I like rhythmic gymnastics more than artistic gymnastics. Plus the former guarantees a steady supply of performers for Cirque du Soleil shows. So rhythmic should be kept and artistic tossed and we’ll let those girls grow up without being put through the abusive ringer.

The woman NBC had doing commentary for diving has a voice that sounds exactly like Nancy Grace. The sound of Nancy Grace’s voice instantly fills me with rage. Therefore all of the Olympic diving coverage filled me with rage. Therefore I wish it into the cornfield.

Swimming is good. But the different strokes are just stupid. Just set up 8 races: 50m, 100m, 200m, 400m, 800m, 1600m, 3200m, English Channel. However one can cover the distance in each race is up to the individual swimmers. The 50m breast stroke is essentially the same as the track and field 100m dash but you have to wave your hands above your head while running and considering it a different event.

If you’re in a canoe, you’re not involved in a sport. It is definitely an upside down world when there are 12 gold medals to be won by canoes than by football.

In a just world, badminton would be the king of Olympic sports.

If the sport your involved is best performed by the pre-pubescent then you’re not involved in a sport, you’re involved in a playground game.

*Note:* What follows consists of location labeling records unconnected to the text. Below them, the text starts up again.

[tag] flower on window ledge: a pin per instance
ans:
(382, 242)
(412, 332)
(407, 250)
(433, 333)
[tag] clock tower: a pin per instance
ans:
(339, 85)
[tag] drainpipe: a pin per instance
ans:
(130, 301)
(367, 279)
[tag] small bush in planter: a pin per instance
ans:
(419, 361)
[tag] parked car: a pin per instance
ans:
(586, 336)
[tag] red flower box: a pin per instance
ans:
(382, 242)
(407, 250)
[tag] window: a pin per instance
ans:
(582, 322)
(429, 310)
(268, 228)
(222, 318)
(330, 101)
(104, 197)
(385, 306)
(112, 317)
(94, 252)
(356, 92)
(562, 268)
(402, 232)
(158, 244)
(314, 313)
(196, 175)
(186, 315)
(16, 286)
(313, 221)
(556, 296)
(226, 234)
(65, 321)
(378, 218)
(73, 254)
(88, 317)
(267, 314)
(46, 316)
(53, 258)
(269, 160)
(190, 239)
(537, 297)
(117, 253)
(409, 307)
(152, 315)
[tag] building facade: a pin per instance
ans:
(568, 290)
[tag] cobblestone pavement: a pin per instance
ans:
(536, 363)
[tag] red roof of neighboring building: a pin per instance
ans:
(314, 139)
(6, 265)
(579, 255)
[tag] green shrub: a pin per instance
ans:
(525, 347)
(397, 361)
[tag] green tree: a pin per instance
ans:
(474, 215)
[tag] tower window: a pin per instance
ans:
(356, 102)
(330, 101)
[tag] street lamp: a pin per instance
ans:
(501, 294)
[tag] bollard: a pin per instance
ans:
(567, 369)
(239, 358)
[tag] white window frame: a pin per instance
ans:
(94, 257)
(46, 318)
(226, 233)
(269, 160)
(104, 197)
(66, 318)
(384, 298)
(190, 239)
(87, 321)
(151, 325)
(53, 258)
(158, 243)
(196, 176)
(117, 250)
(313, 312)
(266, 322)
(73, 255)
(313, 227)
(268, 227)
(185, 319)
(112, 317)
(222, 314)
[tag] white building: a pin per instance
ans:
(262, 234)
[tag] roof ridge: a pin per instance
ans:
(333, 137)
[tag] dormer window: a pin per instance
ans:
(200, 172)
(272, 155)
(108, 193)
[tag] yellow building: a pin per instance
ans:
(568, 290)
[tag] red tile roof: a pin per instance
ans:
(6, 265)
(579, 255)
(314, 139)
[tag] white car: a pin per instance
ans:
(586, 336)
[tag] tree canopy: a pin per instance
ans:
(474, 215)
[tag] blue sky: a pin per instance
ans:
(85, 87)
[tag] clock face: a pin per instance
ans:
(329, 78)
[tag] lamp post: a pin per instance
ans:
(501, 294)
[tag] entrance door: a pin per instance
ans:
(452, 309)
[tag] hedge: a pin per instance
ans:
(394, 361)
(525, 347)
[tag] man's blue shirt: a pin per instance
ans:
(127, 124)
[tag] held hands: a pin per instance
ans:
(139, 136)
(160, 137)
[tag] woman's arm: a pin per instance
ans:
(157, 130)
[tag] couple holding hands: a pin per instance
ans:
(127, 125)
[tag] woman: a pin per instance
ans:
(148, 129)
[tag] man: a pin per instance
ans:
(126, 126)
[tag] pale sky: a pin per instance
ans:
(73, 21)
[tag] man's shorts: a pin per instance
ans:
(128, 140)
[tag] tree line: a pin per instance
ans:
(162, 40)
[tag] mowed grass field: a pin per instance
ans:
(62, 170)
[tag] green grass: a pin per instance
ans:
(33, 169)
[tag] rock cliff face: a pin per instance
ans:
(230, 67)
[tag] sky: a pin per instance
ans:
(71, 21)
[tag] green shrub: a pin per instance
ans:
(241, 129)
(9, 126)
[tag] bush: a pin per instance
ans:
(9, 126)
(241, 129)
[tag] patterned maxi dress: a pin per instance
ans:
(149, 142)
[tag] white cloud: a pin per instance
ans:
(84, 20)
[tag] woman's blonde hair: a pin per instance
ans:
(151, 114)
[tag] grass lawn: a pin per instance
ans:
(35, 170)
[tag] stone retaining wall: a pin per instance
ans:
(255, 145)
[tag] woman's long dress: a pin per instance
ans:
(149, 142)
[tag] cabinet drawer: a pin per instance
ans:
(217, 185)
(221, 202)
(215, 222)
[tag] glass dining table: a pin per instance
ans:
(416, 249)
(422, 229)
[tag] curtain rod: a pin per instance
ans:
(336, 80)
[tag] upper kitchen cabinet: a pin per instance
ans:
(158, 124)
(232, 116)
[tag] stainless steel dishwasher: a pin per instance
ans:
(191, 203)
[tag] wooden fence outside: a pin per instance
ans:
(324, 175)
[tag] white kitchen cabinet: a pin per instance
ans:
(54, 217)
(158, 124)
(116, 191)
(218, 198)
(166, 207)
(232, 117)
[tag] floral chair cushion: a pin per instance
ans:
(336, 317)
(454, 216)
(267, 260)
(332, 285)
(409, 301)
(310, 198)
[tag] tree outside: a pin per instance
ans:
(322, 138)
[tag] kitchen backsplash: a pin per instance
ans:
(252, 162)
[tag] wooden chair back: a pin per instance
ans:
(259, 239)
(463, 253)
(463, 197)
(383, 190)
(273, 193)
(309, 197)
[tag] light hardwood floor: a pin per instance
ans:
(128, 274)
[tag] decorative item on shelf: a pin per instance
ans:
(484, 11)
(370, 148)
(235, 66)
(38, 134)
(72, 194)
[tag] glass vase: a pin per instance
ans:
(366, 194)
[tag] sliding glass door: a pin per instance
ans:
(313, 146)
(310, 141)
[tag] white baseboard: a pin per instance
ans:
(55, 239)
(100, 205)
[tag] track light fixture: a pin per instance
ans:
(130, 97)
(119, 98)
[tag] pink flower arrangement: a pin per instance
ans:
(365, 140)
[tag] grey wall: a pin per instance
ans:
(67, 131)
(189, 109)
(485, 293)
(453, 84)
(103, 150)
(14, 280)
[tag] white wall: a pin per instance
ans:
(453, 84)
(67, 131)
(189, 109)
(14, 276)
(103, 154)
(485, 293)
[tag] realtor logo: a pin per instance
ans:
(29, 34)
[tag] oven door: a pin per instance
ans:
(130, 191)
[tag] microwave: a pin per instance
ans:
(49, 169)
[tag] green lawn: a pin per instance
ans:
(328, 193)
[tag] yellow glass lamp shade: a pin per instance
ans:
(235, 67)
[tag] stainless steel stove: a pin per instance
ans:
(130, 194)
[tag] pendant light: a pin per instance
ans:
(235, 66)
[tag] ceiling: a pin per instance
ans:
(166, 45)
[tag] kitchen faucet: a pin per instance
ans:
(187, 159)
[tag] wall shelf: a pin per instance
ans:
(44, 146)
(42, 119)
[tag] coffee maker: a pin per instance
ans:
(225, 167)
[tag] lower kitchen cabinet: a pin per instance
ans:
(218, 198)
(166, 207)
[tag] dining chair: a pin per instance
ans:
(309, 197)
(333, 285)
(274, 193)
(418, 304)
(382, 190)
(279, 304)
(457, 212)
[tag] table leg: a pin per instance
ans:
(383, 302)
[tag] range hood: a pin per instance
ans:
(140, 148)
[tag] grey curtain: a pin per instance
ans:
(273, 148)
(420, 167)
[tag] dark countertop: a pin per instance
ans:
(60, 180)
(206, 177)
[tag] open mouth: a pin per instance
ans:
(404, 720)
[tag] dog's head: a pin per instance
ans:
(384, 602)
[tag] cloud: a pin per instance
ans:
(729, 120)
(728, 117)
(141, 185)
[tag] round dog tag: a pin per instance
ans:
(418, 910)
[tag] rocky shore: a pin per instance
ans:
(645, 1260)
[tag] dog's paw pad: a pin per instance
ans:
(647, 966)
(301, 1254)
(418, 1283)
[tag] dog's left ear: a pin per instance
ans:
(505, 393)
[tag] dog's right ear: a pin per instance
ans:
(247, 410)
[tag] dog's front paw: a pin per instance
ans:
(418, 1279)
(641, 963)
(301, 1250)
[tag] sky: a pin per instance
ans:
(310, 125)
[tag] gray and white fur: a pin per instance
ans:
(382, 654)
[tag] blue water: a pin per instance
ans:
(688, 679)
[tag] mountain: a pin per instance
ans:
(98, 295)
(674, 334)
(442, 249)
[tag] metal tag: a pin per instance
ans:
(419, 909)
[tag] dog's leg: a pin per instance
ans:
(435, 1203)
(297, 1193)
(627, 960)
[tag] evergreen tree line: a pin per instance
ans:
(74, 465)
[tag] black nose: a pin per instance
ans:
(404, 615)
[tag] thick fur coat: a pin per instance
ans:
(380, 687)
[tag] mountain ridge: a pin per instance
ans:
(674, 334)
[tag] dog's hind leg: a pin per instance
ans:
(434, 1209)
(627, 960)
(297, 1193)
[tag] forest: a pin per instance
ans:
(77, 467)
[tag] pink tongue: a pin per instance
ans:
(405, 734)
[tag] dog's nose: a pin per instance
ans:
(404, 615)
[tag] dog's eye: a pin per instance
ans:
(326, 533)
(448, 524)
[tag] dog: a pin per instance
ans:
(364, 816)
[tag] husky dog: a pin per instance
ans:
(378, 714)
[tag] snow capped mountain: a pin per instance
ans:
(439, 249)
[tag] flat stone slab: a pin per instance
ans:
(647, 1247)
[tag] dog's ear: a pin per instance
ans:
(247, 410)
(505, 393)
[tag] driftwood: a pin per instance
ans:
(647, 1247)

Pubic hair should not be a competitive disadvantage.

In the end though, since I am only going to watch about 6 hours total I figure everybody can have whatever sport they want and I’ll just reserve the right to make fun of some of them.

…and if they also had to shout “Ooblie ooblie ooblie!” while they were running, I would totally watch it.

Okay, but too much is a complete fashion no-no.

There are some of those. Ever seen the 100 m hurdles? Or the steeple-chase? Or the “walking” events?

Ooooohhh. “Race” walking.

Why?

The competitors look like they might dislocate every joint south of their breastbone with every step.

Like Nascar with a rule stating that you can’t shift out of first.

Need to spice things up for race walking. Give the walkers some weapons that they can use on other walkers. Taser, mace, ball bearings…

That’s almost at modern penthathalon, a.k.a. “pirate training”.

Here’s a sport that I would watch.

Chess Boxing

I shit you not.

It’s pretty big in Japan at least. I presume it’s popular in China and Russia as well.

Countries which aren’t fond of that whole sexual equality thing find it to be an ideal sport for women. All the other ones are too masculine.

okay, folks…why limit this thread to the summer olympics?
'Cause if you want stupid…look at the winter sports:

Two-man luge: Huh?
It’s two grown men laying on top of each other on top of a child’s sled.

Four-man bobsled: four people crouching inside a box.The 1st guy in the front steers, the last guy in the back operates the brake—SO what the fuck are the 2 guys in the middle doing?
Well, I’ll tell you what they’re doing: they’re crouching down inside a box!
And that’s a world-class athletic ability that I’m supposed to respect…

Worst of all: the walkers are supposed to keep always one foot on the ground. You could, of course, do it electronically. But no. You have to rely on judges who, of course, are always fair-minded and would never disqualify anyone who is threatening to win, over the local guy or over one of the favorites!

Just the other day I was watching one of those races and, even though it seemed the leading walker was obeying the rules, just when he entered the tunnel to the stadium he lost it. It was obvious he was elated and just as obvious that he was "floating (no foot on the ground at some times).

It would have been absolutely unfair to disqualify him, since his competition was a minute behind him and certainly wouldn’t catch up. At the same time he should have been disqualified.

Stupid sport.

Why should any sport go? Why are people bothered by certain sports in the Olympics? Why wouldn’t the Ideal Olympics have 500+ events?

It would probably be the 69th most popular sport.

My favorite Olympics (-ish) story. It doesn’t have only actual Olympic sports, but synchronization comes into it.

The moral of the story: Darts is the only true sport.

I think it would be pretty incredible watching say,synch 100 metres sprint or long jump,lets do it!